Sunday, July 29, 2012


Whether it is really a scoop or was already known to many people, the so called expose by a whistle blower regarding some of the practices being indulged in by restaurants and fast food chains may yet persuade some consumers to cut down their frequency of eating out side. Recycling old foods is a practice followed by many restaurants due to economic considerations though there are countless others who are scrupulous in rejecting any old foods, not sold within a few hours after its preparation. Of course food spoilage might not be an issue in recycling prepared old foods but flavor and taste can be affected to some extent due to repeated exposure to heat during reformulating and preparing another product from the old one. The advanced refrigeration system and facilities available to day make it possible to keep foods for relatively longer periods without any major deterioration and there fore consumers should not have any worries about safety aspects. Nonetheless if restaurants claim that their preparations are made from fresh ingredients, they must avoid the temptation of recycling old foods which should be donated to the local Food Banks. After all to day's consumer attaches great value to freshness and the faith he reposes on the restaurant for transparency and fair play should not be violated  Here is a gist of the expose which made headline news recently.  

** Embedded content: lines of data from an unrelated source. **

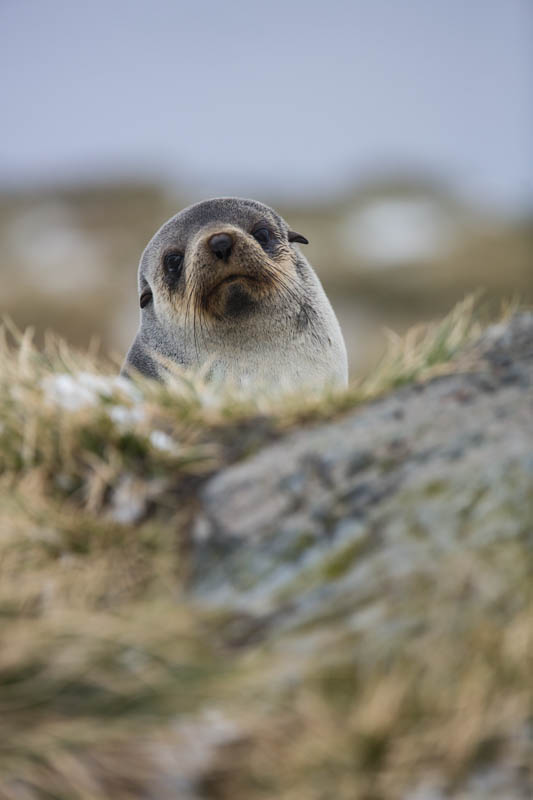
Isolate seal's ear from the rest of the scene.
[289,231,309,244]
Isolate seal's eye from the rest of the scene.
[253,228,270,247]
[139,286,153,308]
[163,253,183,278]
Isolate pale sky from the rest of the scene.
[0,0,533,212]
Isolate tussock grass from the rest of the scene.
[0,296,490,510]
[0,298,531,800]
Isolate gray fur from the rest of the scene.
[123,198,347,390]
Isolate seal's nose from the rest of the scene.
[209,233,233,261]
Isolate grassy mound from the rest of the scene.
[0,299,533,800]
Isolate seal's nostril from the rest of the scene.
[209,233,233,261]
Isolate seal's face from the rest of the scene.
[139,198,307,329]
[124,197,346,391]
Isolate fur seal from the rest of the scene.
[122,197,348,392]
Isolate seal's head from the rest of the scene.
[125,198,346,388]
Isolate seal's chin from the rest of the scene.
[204,274,259,317]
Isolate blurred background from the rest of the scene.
[0,0,533,372]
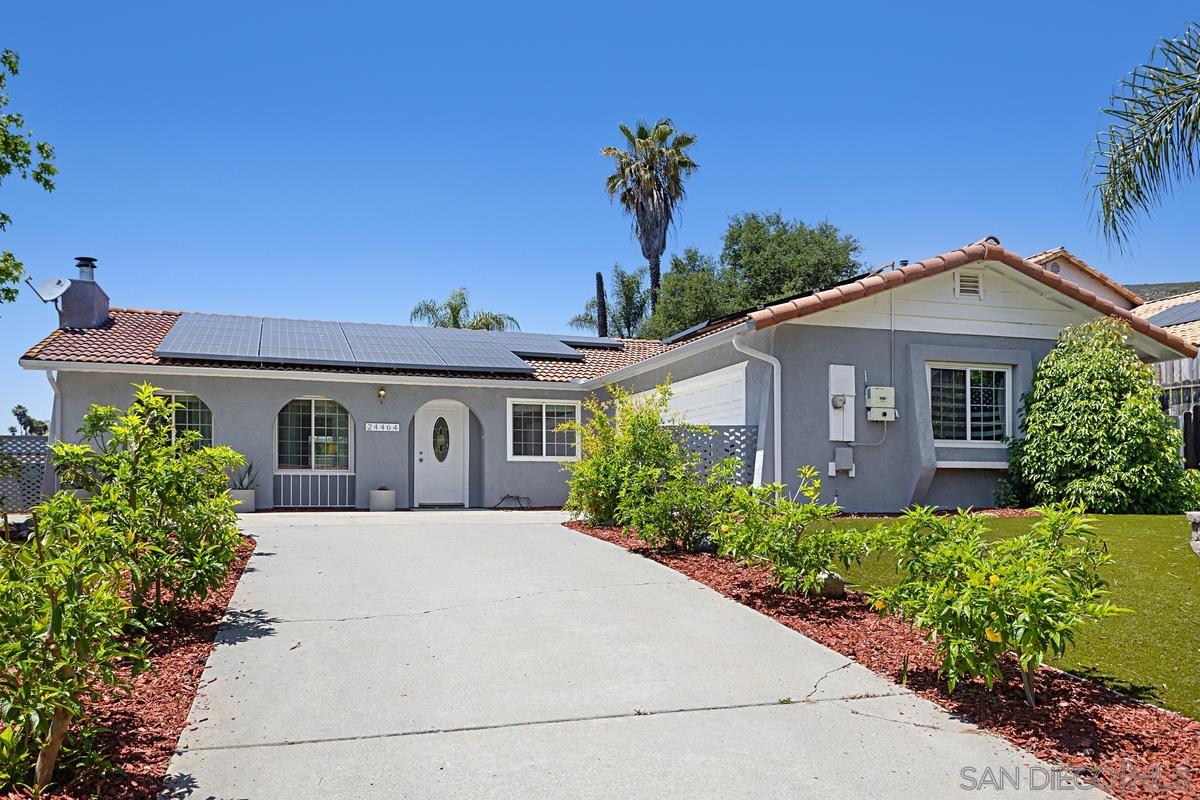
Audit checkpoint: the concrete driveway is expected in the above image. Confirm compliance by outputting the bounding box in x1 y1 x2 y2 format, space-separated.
164 511 1075 800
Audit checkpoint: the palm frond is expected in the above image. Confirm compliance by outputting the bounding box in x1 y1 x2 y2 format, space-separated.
1091 24 1200 248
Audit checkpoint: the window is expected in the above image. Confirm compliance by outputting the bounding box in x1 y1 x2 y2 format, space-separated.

"While the way that Wendy's recycles overcooked hamburgers into the next day's vat of chili may be frugal, Cozmo23's description of it isn't exactly appetizing. (Though the rest of the thread, with riffs on British celebrity chef Gordon Ramsay's possible reaction? Awesome.)  It's not limited to Wendy's, either: Lethal_Lunacy77 reports that the Chick-Fil-A he worked at did something similar with their chicken salad, stripping old chicken patties of their breading before chopping them up and mixing in mayo. And fast-food places aren't the only ones that recycle, apparently. "Being a dishwasher in an Italian eatery, i am instructed to throw garlic bread that looks untouched after being put out on the customers table into a separate bin where they are taken from, then used in meatballs," writes Burkey217. "Years ago my older brother was a busboy at a local well-respected restaurant. He let me know that the uneaten dinner rolls that were brought to each table (in a basket w/ packages of butter) were saved and placed into new baskets to go out to guests later in the evening," Chef_Brokentoe adds". 

In India where there are millions of small restaurants, operating on a limited budget, recycling is a big temptation too good to be resisted. Since almost all foods are heated to high temperatures before consumption, here again danger from microbiological hazards, per se, is very remote. However there is one area of danger in foods offered in Indian restaurants which involves the quality of cooking oil used for preparing fried and roasted products. Deterioration of cooking oil when exposed to temperatures as high as 180-200C is an established fact and some of the artifacts generated during prolonged exposure to heat can pose health risks with serious short term and long term health consequences. Scientific advise that heated oil should not be reused is not taken seriously and no restaurant seems to be willing to discard the frying oil after a couple of use considering the high prevailing prices for edible oils in the market. Fortunately the predominant cooking medium happens to be Palm oil and Palmolein, both relatively stable fats compared to others. Why the recycling may not become a controversial issue is due to the market reality that restaurants indulging in such practices, offering foods with reduced quality due to recycling, will be in danger of being elbowed out of the market place over a period of time.